第五話(最終話):最後の木目を消し去る雪
#奈良井宿の灯火 | さようなら、江戸さん。
江戸は、数十年にわたって守り続けてきた店の敷居を跨ぎ、外へと踏み出した。肩には古着の詰まった小さな布袋が掛けられている。その手には、自らの心臓の鼓動を宿したかのように、まだ檜の香りが鮮やかに漂う最後の傑作――木製の自動車が強く抱きしめられていた。
冷え切った奈良井宿の石畳の上を、足を引きずるようにして歩く。彼はふと立ち止まり、鞄のポケットから一通の封筒を取り出した。先ほどの差し押さえ書類の中に紛れ込んでいた、息子・真司からの手紙だ。
凍てつく夜明けの寒さで青白く震える指先で、江戸は手紙を開封した。
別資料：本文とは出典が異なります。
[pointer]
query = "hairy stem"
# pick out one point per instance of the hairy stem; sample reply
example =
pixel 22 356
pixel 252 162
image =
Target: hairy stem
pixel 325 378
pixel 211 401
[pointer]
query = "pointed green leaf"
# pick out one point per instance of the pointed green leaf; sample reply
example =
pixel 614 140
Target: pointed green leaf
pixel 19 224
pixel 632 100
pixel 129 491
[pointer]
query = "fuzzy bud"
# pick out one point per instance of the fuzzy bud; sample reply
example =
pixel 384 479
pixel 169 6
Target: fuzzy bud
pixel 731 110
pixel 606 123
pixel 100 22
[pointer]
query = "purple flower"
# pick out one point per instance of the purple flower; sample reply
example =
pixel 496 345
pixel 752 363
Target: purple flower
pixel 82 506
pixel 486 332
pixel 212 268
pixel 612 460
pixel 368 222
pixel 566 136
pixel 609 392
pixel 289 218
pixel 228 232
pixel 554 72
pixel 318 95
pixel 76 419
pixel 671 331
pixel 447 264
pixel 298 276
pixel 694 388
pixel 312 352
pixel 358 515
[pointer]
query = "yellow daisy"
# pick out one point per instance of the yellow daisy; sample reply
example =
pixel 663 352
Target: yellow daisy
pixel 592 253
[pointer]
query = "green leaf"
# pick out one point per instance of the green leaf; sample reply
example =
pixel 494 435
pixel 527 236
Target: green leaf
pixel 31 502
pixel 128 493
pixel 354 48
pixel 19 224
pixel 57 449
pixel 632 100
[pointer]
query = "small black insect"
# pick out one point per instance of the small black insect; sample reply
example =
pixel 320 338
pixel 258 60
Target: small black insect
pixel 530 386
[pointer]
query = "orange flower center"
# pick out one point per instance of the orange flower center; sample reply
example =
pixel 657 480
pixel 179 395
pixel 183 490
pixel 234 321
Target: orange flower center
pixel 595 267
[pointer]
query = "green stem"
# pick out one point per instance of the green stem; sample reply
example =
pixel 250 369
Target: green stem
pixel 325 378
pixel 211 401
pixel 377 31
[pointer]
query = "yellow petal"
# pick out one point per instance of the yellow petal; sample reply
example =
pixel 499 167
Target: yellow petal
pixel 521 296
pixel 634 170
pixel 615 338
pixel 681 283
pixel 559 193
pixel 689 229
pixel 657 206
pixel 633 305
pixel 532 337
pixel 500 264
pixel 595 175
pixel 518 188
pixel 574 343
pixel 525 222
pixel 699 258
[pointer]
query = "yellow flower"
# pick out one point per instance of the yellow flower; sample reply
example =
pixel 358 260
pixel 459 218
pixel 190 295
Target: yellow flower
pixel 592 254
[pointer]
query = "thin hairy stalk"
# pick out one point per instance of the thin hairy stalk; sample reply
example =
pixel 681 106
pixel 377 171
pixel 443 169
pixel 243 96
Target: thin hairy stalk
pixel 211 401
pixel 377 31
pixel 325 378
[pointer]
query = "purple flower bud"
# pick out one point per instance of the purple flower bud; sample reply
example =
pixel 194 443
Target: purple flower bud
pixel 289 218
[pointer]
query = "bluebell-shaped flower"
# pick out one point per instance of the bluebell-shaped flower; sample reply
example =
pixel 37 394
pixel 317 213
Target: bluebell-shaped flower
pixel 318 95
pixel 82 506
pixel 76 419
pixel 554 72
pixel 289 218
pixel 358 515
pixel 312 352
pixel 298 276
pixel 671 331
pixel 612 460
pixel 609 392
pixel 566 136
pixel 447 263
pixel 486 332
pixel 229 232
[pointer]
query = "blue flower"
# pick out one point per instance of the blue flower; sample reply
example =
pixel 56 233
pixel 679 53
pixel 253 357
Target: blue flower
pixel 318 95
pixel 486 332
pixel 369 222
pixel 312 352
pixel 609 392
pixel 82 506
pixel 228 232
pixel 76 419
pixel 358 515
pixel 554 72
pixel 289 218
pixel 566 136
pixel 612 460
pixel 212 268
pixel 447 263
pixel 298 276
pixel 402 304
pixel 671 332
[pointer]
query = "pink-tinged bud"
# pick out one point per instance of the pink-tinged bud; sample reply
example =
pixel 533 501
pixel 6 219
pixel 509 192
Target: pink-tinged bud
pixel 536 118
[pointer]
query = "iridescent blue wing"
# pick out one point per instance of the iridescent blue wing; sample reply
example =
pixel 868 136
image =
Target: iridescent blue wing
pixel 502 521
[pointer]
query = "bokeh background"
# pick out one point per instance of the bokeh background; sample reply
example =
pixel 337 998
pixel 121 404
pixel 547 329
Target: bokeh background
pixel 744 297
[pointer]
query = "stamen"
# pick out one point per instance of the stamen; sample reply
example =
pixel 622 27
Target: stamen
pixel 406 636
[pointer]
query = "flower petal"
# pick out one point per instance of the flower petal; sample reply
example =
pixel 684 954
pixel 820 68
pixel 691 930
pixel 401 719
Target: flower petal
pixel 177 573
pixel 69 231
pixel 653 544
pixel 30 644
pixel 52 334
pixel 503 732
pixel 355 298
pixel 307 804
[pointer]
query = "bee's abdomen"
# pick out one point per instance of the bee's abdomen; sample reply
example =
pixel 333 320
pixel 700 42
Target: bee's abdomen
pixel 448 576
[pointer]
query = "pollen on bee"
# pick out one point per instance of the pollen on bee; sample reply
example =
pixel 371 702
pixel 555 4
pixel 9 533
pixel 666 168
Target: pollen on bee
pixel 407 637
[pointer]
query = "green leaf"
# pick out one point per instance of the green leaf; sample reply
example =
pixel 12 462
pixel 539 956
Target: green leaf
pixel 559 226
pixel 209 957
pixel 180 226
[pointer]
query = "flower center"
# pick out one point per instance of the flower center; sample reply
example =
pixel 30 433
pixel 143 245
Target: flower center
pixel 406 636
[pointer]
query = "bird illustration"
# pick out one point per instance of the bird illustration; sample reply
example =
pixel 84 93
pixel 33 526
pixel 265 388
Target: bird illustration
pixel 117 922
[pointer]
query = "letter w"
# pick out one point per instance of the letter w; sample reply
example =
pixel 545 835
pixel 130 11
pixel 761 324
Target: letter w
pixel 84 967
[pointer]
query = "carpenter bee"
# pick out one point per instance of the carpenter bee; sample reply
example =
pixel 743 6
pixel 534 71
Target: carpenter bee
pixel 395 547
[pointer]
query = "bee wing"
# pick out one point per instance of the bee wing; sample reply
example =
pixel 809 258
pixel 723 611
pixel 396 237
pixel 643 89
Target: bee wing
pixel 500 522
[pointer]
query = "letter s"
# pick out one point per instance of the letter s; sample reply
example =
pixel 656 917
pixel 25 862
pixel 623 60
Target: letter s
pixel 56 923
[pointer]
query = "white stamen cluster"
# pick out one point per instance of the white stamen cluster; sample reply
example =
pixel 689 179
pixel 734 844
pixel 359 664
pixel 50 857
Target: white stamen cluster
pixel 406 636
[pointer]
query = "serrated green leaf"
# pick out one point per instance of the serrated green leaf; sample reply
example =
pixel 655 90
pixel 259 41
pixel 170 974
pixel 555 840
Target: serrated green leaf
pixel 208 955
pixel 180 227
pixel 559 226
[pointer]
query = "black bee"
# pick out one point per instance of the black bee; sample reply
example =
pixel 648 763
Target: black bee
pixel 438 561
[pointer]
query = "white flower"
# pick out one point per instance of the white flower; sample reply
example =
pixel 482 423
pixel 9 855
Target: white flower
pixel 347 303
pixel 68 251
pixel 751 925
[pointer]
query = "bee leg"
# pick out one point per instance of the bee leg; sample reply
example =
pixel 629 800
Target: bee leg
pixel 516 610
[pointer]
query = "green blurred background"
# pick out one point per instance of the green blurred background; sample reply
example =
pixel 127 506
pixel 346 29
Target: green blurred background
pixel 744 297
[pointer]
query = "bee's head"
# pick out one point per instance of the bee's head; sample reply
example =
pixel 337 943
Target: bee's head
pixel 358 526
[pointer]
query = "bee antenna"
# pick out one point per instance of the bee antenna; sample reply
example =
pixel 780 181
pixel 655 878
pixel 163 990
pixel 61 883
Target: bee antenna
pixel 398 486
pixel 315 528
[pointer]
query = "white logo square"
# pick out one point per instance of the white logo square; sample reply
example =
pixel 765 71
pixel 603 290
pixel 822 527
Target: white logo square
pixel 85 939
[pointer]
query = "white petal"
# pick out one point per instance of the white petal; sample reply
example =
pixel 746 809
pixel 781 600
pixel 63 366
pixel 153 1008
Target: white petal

胸が高鳴る。もしかしたら、あの子が来る日のことが書いてあるのではないか、と。
『親父、もう木のおもちゃを送ってくるのはやめてくれ。俺の息子――あんたの孫は、あんたが誰かも知らないんだ。あの子にとって、あんたは過去から来た、何の役にも立たない他人なんだよ。あの子はあんたの木屑みたいなガラクタより、高価なタブレットで遊ぶ方が好きなんだ。二度と連絡しないでくれ。あんたという過去の重荷から解放されて、静かに暮らしたいんだ』
江戸の周囲から、音が消えた。紙に並んだ文字が、鋭い刃物となって彼の瞳を切り刻む。――他人。十年間、約束を刻み続けてきた結果が、我が子にとっての「他人」という結末だった。
江戸は硬い歩道に膝をついた。溢れ出した涙が、抱きしめた檜の上に落ちて凍りつく。
突然、母親と一緒に通りかかった幼い子供が、彼の前で足を止めた。子供は江戸の手にある木の車を見つめている。江戸は残された力を振り絞り、震える手でそのおもちゃを差し出し、微笑もうとした。「これを……お前にあげよう。とても、綺麗なんだよ……」
子供は一瞬おもちゃを見つめると、それを汚い側溝の中へ蹴り飛ばした。「うわ、古臭い木の車! ママ、僕、新しいのが欲しいよ!」子供は叫びながら走り去っていった。
江戸は、自らの人生と愛の結晶が、黒く濁った溝の水に浸かっているのをただ見つめていた。もはや、それを拾い上げる力さえ残っていなかった。彼はうつろな瞳で立ち上がった。肉体が滅びる前に、魂はすでに死んでいた。
彼は宿場町の外れにある国道を渡り、果てしない長野の森の闇へと向かった。頭の中には、一度も聞いたことのない孫の笑い声だけが響いていた。
ピーーーーーーッ!
大型トラックのヘッドライトが、彼の疲れ切った瞳を射抜いた。江戸は避けようとしなかった。むしろ、微かに微笑んだ。最期の瞬間、彼は自分に向かって走ってくる一人の少年の姿を見た気がした。あの子が、いつも磨き上げていたあの小さな椅子に座り、こう呼んでいる。
「おじいちゃん……」
ドサッ!
痩せこけた体は白い雪の上へと投げ出された。温かい血が流れ出し、下の雪を溶かしていく。布袋が開き、黄色く変色した赤ん坊の写真が宙に舞った。そして、激しさを増す雪が、すべてを静かに覆い隠していった。
東京では、孫がデジタルゲームに夢中になっていた。長野の辺鄙な道で、誰かが自分の名前を囁きながら最期の息を引き取ったことなど、露ほども知らずに。
奈良井宿は今も美しいままだが、その一角に灯っていた光は、永遠に失われた。